Akhirnya, roti panggang itu selesai, meskipun warnanya sedikit lebih cokelat dari biasanya. Aku mengoleskan selai kacang di atasnya, berharap ini bisa sedikit mengurangi rasa frustasi yang mulai menguasai pikiranku. Sambil makan roti panggang yang agak keras dan sedikit gosong di pinggirannya, aku terus memeriksa jam. Waktu semakin sempit, dan aku tahu bahwa aku harus segera berangkat.
Sambil melahap roti panggang itu, pikiranku mulai mengembara. “Kenapa sih hari ini harus seperti ini?” aku bertanya dalam hati. Semua hal yang biasa berjalan lancar malah menjadi berantakan. Mulai dari alarm yang tidak berbunyi, kamar mandi yang menjadi tantangan, hingga sarapan yang terasa seperti cobaan hidup.
Namun, meskipun begitu, aku mulai tertawa kecil. Hari ini memang kacau, tetapi setidaknya aku masih bisa makan sesuatu, dan meskipun terlambat, aku masih punya kesempatan untuk mencapai kantor. Mungkin semua yang terjadi ini adalah bagian dari cara dunia untuk menunjukkan padaku bahwa terkadang, meskipun hidup tidak selalu berjalan sesuai rencana, kita tetap bisa menemukan cara untuk melanjutkan. Bahkan jika itu hanya dengan secangkir kopi dan roti panggang yang agak gosong.
Dengan semangat baru, meskipun sedikit terlambat, aku akhirnya selesai dengan sarapanku yang sederhana dan bersiap untuk melanjutkan perjuangan hari ini.
Bab 4: Kejar-kejaran dengan Taksi
Setelah berhasil menghabiskan sarapan yang sangat sederhana dan sedikit gosong, aku menatap jam dengan tatapan cemas. Waktu terus berjalan, dan aku tahu aku sudah sangat terlambat. Pagi ini, rasanya seperti sebuah skenario film komedi yang terlalu dramatis. Tidak ada yang berjalan seperti yang seharusnya, dan sekarang, aku harus berpacu dengan waktu untuk tiba di kantor tepat waktu. Aku pun langsung memutuskan untuk meninggalkan rumah, meskipun dengan kondisi yang belum ideal.
Langkahku cepat menuju pintu depan. Aku sudah mengenakan jas, meskipun masih berantakan di beberapa bagian, dan sepasang sepatu yang terasa agak sempit. Aku mengambil napas dalam-dalam, mencoba menenangkan diri, dan melangkah keluar menuju jalan. Di luar, udara pagi yang segar seakan-akan menertawakan ketergesaan yang aku rasakan. Semuanya berjalan terlalu lambat, sementara aku merasa seolah-olah ada sesuatu yang mengejarku.
Aku memandang sekeliling dan berharap melihat taksi yang lewat. Di saat-saat seperti ini, taksi adalah pilihan terbaik yang bisa aku ambil. Tidak ada waktu untuk menunggu bus atau berjalan kaki menuju stasiun kereta. Aku melambaikan tangan dan berharap ada taksi yang cukup cepat untuk menghantarku ke kantor.

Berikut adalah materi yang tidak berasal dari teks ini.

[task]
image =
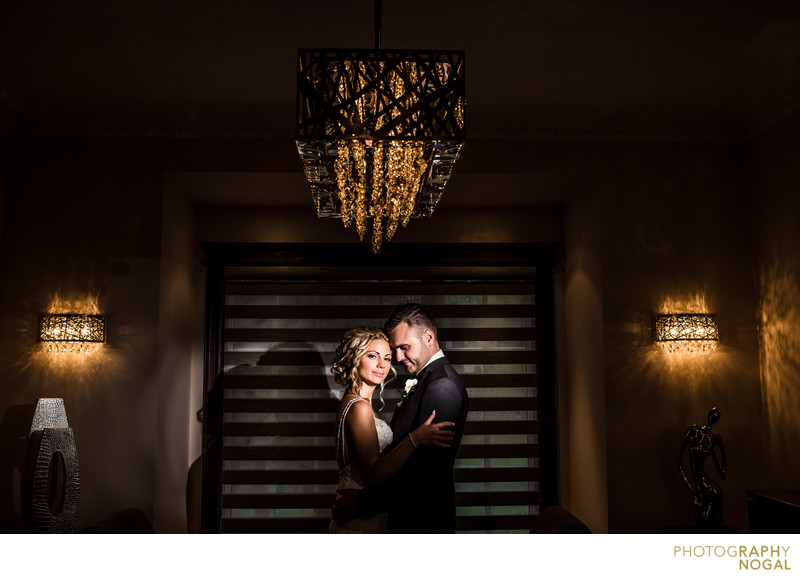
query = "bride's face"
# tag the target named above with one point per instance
(375, 363)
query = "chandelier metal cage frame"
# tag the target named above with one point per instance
(379, 132)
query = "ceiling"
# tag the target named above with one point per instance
(698, 58)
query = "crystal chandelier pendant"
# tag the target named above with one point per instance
(379, 133)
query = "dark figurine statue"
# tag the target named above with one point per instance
(701, 443)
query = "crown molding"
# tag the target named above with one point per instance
(9, 109)
(483, 122)
(772, 110)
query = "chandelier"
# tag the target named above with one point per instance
(379, 132)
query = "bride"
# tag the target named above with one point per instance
(362, 362)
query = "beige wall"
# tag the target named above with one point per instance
(775, 177)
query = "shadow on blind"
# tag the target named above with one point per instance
(279, 469)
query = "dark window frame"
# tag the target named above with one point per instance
(219, 256)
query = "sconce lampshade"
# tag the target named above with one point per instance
(72, 328)
(687, 332)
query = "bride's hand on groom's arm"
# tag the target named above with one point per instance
(344, 509)
(430, 434)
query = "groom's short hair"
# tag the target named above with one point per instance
(415, 315)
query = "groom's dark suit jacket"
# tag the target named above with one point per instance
(420, 497)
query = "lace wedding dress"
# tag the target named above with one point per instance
(350, 476)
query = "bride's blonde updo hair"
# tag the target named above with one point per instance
(355, 344)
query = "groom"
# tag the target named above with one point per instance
(420, 498)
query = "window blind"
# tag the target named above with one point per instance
(279, 471)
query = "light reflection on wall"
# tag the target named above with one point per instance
(779, 350)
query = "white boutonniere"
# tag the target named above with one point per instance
(411, 384)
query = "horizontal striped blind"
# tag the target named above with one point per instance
(279, 469)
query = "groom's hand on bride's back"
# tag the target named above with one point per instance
(344, 509)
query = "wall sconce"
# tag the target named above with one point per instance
(72, 332)
(690, 333)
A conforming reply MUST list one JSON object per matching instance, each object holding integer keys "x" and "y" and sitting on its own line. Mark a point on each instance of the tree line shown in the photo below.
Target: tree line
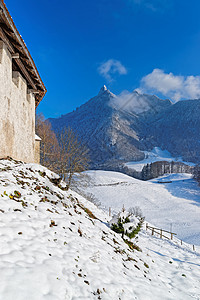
{"x": 159, "y": 168}
{"x": 61, "y": 152}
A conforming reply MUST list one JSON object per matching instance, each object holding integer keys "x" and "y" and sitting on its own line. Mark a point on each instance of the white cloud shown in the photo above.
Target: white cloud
{"x": 172, "y": 86}
{"x": 111, "y": 67}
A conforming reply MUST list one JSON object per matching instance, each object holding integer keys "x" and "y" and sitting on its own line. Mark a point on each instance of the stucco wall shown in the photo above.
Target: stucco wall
{"x": 17, "y": 112}
{"x": 37, "y": 151}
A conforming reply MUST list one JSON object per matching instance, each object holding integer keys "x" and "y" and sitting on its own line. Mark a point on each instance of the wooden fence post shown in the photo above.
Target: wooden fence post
{"x": 109, "y": 211}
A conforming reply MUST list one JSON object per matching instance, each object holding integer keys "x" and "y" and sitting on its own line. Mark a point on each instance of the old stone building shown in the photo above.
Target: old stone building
{"x": 21, "y": 90}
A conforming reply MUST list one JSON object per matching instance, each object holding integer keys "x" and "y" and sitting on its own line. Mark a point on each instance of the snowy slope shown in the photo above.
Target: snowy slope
{"x": 111, "y": 125}
{"x": 53, "y": 248}
{"x": 175, "y": 203}
{"x": 156, "y": 154}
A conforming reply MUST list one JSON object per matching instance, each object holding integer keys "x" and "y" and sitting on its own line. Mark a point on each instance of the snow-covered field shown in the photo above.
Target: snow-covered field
{"x": 55, "y": 245}
{"x": 152, "y": 156}
{"x": 173, "y": 205}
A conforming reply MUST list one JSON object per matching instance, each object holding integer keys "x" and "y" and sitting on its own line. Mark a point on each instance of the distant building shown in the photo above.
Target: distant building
{"x": 21, "y": 90}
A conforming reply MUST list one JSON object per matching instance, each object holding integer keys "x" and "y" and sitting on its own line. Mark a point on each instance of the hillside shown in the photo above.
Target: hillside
{"x": 119, "y": 128}
{"x": 56, "y": 245}
{"x": 177, "y": 129}
{"x": 176, "y": 202}
{"x": 112, "y": 127}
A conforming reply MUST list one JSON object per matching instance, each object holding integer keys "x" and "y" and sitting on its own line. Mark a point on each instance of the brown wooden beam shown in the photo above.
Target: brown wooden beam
{"x": 17, "y": 60}
{"x": 15, "y": 55}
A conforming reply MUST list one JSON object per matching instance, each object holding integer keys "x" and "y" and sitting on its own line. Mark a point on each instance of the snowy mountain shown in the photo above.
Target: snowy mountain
{"x": 56, "y": 245}
{"x": 177, "y": 129}
{"x": 112, "y": 126}
{"x": 120, "y": 128}
{"x": 174, "y": 201}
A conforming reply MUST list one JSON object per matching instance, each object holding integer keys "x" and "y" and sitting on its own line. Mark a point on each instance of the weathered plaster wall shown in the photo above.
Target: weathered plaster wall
{"x": 37, "y": 149}
{"x": 17, "y": 112}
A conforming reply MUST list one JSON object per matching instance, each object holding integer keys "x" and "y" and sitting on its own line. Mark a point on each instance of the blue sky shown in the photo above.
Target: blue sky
{"x": 78, "y": 46}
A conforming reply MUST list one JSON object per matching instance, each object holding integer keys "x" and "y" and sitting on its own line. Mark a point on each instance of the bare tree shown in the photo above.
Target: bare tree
{"x": 49, "y": 149}
{"x": 73, "y": 155}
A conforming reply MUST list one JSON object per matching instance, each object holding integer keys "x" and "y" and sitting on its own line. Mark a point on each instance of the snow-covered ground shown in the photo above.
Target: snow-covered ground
{"x": 55, "y": 245}
{"x": 152, "y": 156}
{"x": 173, "y": 205}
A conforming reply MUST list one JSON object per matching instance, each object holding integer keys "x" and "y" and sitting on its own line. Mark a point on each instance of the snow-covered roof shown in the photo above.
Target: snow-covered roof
{"x": 21, "y": 56}
{"x": 37, "y": 138}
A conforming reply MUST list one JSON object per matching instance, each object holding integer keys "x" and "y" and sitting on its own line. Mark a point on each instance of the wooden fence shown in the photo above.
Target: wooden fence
{"x": 161, "y": 231}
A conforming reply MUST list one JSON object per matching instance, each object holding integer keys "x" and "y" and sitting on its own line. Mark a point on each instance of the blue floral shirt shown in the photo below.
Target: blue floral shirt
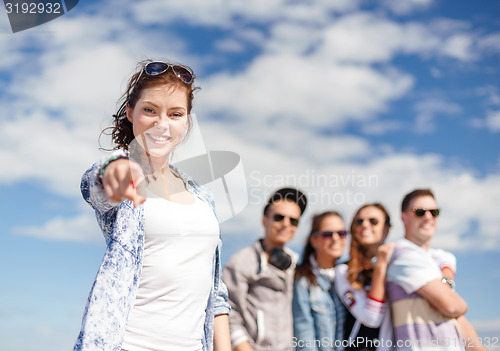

Taksi pertama yang lewat melaju terlalu cepat, seakan sengaja menghindariku. Aku menggigit bibir dan terus berlari ke tengah jalan, melambaikan tangan ke taksi berikutnya yang tampaknya melaju pelan. Tak lama kemudian, taksi itu berhenti di depan aku.
“Ke kantor, cepat!” kataku dengan sedikit terburu-buru, membuka pintu taksi dan langsung duduk di dalamnya. Taksi ini adalah satu-satunya harapan terakhirku. Supir taksi itu menatapku melalui kaca spion, seakan memperhatikan ekspresi frustasi yang terpancar jelas di wajahku.
“Tentu, Mbak. Tapi, pagi ini macet banget, ya. Semua jalanan penuh,” ujar supir taksi dengan santai. Aku ingin berteriak karena sudah tahu bahwa segala sesuatu di pagi hari ini terasa salah, tetapi aku hanya mengangguk dan menghela napas.
Taksi mulai melaju pelan, dan aku merasakan jantungku berdetak lebih cepat. Rasanya seperti berlomba dengan waktu. Di luar jendela, aku bisa melihat kendaraan yang terjebak dalam kemacetan parah. Semua orang tampak berjalan dengan langkah lambat, seperti mengikuti irama hidup yang lebih pelan dari yang seharusnya. Ini adalah pandangan yang membuatku semakin gelisah.
Tak lama kemudian, aku menyadari bahwa harapanku untuk tiba tepat waktu semakin tipis. Aku sudah terlambat hampir satu jam, dan sekarang, dengan taksi yang terjebak macet, rasanya seperti tak ada jalan keluar. Wajahku semakin cemas, tetapi aku mencoba menenangkan diri. Aku menatap keluar jendela, berusaha meredakan kegelisahan yang semakin membesar.
“Bagaimana sih jalanan pagi ini?” aku bertanya pada supir taksi, berusaha menyemangati diriku sendiri dengan berbicara. Supir itu hanya menggelengkan kepala dan menyeringai.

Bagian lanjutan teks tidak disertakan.